Answers appear on the next page.
Answers
- True. It is appropriate for management to have this matter included in the management representation letter.
- True. Management representations are a form of audit evidence, albeit a weak one. Additional evidence from other sources should always be sought.
- False. The effective interest method is the preferred method of amortizing discount under GAAP. The straight-line method can only be used if it is not materially different than the effective interest method. The effective interest method is preferred by GAAP since it keeps a level effective interest rate. The straight-line method is easy to apply and demonstrate.
- False. A trick question! Yes, unrealized gains and losses on securities available for sale are recorded in OCI, but the deferred tax effect is also recorded there as well.
- True. Auditors and financial managers need to approach this with care. All available evidence about management’s intentions should be scrutinized.
[1] Remember, an unrealized gain is seldom a recognized gain for tax purposes. In certain cases, even a realized gain (a disposal for example) may not cause recognition for tax purposes. In financial accounting, unrealized gains or losses may cause recognition in the financial statements.
[2] Credit losses are handled separately and not included in this article.
[3] It is permissible to show the deferred tax effect for the total items in the OCI account or they can be separated for each item as done in this article.
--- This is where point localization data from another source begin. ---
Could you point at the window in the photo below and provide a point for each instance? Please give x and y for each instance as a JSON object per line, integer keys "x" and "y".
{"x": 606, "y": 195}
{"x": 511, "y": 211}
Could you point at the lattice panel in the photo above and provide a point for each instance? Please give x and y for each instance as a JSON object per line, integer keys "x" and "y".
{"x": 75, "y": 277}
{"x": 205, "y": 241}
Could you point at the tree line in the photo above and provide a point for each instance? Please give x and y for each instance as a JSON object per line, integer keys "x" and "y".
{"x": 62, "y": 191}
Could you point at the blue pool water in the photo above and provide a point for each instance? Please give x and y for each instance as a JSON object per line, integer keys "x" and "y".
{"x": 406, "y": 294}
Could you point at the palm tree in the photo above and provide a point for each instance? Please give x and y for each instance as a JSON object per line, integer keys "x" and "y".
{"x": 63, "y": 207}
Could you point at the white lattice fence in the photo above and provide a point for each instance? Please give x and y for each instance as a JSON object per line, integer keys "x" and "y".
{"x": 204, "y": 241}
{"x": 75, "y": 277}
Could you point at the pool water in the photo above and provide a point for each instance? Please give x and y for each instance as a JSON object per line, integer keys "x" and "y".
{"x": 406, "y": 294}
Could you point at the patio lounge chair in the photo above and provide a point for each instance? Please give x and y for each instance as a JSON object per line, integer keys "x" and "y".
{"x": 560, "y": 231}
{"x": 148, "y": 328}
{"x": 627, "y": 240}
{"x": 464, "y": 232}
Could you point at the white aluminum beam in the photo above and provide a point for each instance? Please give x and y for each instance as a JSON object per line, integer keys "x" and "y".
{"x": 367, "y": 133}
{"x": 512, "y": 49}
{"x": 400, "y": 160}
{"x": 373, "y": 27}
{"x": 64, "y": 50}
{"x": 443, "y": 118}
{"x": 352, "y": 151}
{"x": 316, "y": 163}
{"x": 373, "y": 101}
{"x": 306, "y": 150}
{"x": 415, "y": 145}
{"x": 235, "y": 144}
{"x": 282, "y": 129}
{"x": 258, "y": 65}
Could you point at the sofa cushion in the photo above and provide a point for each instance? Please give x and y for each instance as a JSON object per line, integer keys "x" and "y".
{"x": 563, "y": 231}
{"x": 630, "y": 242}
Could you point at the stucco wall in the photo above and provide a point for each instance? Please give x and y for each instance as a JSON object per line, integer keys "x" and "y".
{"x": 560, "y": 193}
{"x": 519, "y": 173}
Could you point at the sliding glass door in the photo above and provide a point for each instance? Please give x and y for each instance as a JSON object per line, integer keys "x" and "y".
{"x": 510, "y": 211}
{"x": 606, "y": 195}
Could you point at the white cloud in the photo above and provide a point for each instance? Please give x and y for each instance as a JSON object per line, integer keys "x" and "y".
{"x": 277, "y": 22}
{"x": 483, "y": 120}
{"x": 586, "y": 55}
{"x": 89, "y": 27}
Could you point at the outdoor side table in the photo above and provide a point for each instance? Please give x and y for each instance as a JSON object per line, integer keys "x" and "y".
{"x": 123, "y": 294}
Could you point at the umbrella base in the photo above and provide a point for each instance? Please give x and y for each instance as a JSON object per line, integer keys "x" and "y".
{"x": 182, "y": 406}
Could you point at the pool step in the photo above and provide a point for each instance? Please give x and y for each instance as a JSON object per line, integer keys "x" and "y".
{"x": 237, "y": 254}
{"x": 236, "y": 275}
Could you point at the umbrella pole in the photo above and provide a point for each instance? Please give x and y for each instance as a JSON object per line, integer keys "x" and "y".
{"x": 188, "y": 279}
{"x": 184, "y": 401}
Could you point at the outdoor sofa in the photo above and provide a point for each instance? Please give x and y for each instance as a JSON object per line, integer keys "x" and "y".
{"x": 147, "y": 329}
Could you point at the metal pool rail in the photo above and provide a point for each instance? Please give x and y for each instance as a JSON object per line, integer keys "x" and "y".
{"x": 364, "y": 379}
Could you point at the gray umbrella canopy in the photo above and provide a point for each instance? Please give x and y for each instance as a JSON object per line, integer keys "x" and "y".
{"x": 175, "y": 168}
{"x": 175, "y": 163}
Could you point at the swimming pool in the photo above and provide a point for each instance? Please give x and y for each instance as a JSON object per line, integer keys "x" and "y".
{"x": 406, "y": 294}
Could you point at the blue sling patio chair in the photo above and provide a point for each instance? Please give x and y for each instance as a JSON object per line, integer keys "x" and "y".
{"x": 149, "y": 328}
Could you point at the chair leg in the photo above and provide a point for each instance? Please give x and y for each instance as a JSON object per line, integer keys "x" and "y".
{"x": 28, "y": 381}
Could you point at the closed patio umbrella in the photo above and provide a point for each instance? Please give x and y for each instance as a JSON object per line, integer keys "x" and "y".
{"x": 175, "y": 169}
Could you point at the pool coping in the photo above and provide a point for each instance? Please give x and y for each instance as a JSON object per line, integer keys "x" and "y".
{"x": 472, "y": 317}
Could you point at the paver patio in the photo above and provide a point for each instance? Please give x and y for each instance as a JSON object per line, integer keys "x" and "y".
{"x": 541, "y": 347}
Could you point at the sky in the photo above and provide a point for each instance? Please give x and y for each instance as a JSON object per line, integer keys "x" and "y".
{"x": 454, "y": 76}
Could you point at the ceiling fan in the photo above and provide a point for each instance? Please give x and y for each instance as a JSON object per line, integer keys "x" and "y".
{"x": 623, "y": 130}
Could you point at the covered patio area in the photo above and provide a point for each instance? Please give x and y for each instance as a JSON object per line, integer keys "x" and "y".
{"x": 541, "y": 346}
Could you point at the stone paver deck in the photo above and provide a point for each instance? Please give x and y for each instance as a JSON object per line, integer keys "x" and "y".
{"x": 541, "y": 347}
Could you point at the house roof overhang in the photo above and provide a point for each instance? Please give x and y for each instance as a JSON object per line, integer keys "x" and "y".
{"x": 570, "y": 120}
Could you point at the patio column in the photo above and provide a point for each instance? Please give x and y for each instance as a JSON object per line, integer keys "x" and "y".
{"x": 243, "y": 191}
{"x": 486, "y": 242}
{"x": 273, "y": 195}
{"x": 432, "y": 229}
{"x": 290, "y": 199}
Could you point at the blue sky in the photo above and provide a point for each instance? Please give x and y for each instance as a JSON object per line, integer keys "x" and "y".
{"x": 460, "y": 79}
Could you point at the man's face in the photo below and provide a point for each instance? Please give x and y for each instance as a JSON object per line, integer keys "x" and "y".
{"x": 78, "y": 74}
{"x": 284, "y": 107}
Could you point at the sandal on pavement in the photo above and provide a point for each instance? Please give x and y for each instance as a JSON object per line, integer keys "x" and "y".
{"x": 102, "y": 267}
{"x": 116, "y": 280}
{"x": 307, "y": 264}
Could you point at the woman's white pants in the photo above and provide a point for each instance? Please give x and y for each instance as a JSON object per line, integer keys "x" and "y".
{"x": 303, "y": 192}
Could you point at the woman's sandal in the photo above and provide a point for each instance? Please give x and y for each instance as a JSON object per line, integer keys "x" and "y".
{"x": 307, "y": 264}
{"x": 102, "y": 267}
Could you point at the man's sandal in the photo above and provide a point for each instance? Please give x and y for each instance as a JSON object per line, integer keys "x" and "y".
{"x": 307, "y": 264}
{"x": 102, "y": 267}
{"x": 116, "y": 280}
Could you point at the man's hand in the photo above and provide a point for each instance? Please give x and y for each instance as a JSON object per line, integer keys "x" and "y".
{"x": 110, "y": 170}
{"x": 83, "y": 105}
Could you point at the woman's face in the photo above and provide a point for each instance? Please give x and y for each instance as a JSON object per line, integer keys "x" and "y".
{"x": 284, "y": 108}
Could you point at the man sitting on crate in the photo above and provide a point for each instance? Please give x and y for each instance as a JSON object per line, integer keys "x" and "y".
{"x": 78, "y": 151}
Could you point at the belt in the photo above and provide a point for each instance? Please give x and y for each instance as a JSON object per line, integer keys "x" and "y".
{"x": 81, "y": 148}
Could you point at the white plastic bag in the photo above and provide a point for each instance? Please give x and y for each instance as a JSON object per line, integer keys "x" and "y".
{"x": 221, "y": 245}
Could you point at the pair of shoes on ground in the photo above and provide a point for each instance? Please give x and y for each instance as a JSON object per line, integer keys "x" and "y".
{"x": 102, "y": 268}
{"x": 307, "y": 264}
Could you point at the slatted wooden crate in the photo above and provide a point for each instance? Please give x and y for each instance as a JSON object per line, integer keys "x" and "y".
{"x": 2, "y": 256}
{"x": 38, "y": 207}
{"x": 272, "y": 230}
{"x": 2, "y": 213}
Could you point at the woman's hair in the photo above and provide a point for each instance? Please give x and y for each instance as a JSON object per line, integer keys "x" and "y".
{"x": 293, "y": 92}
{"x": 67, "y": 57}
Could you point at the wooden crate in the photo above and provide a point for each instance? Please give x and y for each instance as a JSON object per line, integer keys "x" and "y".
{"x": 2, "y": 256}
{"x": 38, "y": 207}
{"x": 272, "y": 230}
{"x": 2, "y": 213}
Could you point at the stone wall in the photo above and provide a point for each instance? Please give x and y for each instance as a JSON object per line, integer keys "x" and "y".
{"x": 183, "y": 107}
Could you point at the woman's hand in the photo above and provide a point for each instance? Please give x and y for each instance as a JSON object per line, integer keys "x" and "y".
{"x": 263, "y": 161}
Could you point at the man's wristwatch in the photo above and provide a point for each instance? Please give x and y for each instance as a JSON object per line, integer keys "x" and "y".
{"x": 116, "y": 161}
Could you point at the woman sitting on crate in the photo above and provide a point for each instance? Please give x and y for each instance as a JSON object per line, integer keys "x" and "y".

[4] This will be done in the management representation letter, a mandatory procedure for an independent audit. Other steps such as reading the board of director minutes or making inquiries of management can shed additional light on management’s intent.
[5] This article presumes prior knowledge of this subject from the appropriate intermediate accounting course. It is presented here as a “refresher” on the topic. For the purposes of this article, simple straight-line amortization is demonstrated. GAAP requires the use of the effective interest method, which is beyond the scope of this article.
[6] Taxation of bond premiums and discounts are not discussed here.